Find two positive numbers x and y such that x+y=60 and xy is maximum?

Answer 1

Hint: Start by finding the AM and GM of x and y which are $\dfrac{x+y}{2}$ and $\sqrt{xy}$ , respectively. Now we know that AM is always greater than or equal to GM of two positive numbers. Also, for xy to be maximum $\sqrt{xy}$ should be maximum. So, we will take AM=GM and solve to get the maximum value of xy.

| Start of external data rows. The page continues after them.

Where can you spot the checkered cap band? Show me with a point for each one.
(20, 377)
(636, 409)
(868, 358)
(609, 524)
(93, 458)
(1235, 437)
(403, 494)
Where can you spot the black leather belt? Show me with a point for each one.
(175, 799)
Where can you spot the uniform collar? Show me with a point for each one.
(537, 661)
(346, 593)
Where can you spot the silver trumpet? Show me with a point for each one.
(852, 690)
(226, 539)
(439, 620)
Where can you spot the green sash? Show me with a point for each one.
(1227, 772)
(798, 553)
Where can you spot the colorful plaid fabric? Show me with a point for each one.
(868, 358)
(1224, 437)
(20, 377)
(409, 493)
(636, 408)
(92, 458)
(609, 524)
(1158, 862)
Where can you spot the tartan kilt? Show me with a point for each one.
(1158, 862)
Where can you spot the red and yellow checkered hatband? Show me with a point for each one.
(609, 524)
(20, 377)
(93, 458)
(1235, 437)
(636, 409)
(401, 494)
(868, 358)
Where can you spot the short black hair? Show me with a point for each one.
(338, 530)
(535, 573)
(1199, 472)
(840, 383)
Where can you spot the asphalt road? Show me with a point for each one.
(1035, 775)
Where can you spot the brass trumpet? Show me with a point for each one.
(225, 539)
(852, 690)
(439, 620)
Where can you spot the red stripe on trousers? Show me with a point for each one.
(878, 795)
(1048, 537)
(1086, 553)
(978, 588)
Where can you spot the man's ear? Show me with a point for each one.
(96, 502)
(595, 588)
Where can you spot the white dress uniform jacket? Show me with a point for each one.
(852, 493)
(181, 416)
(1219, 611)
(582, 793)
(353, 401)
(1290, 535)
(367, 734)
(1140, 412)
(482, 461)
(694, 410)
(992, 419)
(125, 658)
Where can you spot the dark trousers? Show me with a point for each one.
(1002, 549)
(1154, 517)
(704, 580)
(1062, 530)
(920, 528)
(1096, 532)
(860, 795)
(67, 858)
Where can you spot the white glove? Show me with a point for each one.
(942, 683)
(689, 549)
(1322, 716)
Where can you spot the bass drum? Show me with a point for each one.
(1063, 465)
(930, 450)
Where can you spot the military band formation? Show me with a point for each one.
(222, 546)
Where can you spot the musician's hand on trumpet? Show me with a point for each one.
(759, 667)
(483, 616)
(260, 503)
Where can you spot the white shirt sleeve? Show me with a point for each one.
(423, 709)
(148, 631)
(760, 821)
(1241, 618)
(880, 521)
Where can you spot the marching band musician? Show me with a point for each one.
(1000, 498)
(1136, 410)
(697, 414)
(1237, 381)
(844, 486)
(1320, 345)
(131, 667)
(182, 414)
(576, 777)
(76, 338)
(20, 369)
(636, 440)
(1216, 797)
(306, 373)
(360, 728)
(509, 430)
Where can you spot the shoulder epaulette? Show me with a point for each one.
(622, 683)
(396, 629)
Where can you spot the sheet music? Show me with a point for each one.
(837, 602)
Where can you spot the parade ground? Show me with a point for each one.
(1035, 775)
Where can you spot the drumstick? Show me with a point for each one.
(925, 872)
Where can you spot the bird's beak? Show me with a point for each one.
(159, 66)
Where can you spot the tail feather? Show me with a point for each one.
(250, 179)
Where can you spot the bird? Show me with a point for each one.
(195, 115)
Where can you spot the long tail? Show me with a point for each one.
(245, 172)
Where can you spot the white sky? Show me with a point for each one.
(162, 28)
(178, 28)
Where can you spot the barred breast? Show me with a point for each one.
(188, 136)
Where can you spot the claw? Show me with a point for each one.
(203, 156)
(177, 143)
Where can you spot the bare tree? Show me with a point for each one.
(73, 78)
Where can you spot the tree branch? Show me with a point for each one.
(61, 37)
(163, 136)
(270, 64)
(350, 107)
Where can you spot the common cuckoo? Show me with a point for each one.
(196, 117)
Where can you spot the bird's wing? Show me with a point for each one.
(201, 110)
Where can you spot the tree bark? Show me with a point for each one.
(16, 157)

Complete step-by-step answer:
Let us start the solution to the above question by finding the AM and GM of the two numbers x and y. We know that the AM of two numbers is equal to half of the sum of the two numbers while the GM is the root of the product of the two numbers.
So, AM and GM of x and y are $\dfrac{x+y}{2}$ and $\sqrt{xy}$ , respectively.
Now we know that AM is always greater than or equal to GM of two positive numbers and x and y both are positive.
$\therefore \dfrac{x+y}{2}\ge \sqrt{xy}$
Also, for xy to be maximum $\sqrt{xy}$ should be maximum. So, we will take AM=GM and solve to get the maximum value of xy.
$\therefore \dfrac{x+y}{2}=\sqrt{xy}$
Now we will put the value x+y=60. On doing so, we get
$\dfrac{60}{2}=\sqrt{xy}$
$\Rightarrow 30=\sqrt{xy}$
So, we will square both sides of the equation and we know that square of 30 is equal to 900.
$xy=900$
Therefore, the maximum value of xy is equal to 900.
Now as we have taken AP=GP, we know that the numbers for which the AP=GP are equal. So, x=y.
So, if we put x=y in x+y=60, we get
$2x=60$
$\Rightarrow x=30$
Therefore, we can conclude that x=y=30.

Note: Remember that for two positive real numbers, $AM\ge GM\ge HM$ . Also, if AM=HM=GM, we can say that both the numbers are equal and the value we are having is the maximum value of their GM and HM, as we did in the above question. If you want, you can solve the above question without using the fact the numbers are equal by solving the two equations x+y=60 and xy=900, but that would be time consuming.